Bermuda's current account surplus halved, says report
Bermuda's current account surplus more than halved over the fourth quarter, dropping to its lowest level in at least three years, as a fall in travel revenue and a rise in job losses in the international business sector took effect, according to the latest statistics released by Government.
The Department of Statistics' Balance of Payments report for the fourth quarter of 2008 revealed that the Island's current account declined by more than $110 million to $80 million for last year's fourth quarter compared to $191 million for the same period in 2007.
The goods account recorded a deficit of $276 million in the last quarter of 2008, but service transactions realised a surplus of $122 million during the same time, representing a $25 million increase year-over-year. Meanwhile, the surplus on Bermuda's income account fell to $233 million in the final quarter of last year.
The report warned that there was no guarantee the trend of the current account surplus being eroded would be reversed in 2009, with a deficit becoming a high possibility in the future.
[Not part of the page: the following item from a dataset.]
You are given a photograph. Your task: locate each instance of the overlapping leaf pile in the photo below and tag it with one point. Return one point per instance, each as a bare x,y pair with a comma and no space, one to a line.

It said that for every quarter over the past decade, the Island's balance of payments had achieved a current account surplus, while the surplus averaged $222 million quarterly for the past five years alone.
"Given such a stellar record of surpluses, a current account deficit may then seem like an obscure thought," the report read.
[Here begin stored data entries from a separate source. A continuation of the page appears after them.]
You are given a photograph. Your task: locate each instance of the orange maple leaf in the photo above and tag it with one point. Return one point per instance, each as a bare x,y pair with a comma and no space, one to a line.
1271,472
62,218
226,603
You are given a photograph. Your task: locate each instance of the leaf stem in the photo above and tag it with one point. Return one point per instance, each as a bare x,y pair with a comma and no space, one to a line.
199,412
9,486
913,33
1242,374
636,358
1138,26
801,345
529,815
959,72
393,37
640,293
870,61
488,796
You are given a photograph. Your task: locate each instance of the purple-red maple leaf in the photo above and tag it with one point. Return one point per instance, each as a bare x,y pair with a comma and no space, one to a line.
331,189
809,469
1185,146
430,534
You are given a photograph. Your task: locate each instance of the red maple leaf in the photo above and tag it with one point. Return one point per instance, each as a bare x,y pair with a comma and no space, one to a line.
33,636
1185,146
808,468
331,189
"However, recent economic developments have eroded the foundation of our top two foreign exchange earners - travel and employee compensation.
"Historically, these two categories have accounted for as much as twice the current account surplus.
"Now, at the end of 2008, revenue from travel has declined an average of 21 percent or $28 million per quarter. Likewise, recent job losses in the international business sector imply that residents will be earning less in employee compensation."
A surplus for Bermuda means more is produced than is spent, with the economy saving more than it invests.
However, because the Island has high demand for its services, it is able to charge a higher price for them, reflected in a more expensive tourism product and a higher wage incurred for labour services offered to international businesses compared to other countries. While it may lead to increased savings, ultimately, it might mean a lower demand in the future as the country prices itself out of being competitive, the report surmised.
Conversely, it argued that a current account deficit may not necessarily be harmful, inviting foreign investment, but by bringing an end such a long streak of surpluses could in fact serve to erode investor confidence in the economy and discourage the very inflow of foreign funds needed to spur growth, adding that Bermuda should aim to maintain its status as a net lender to the rest of the world.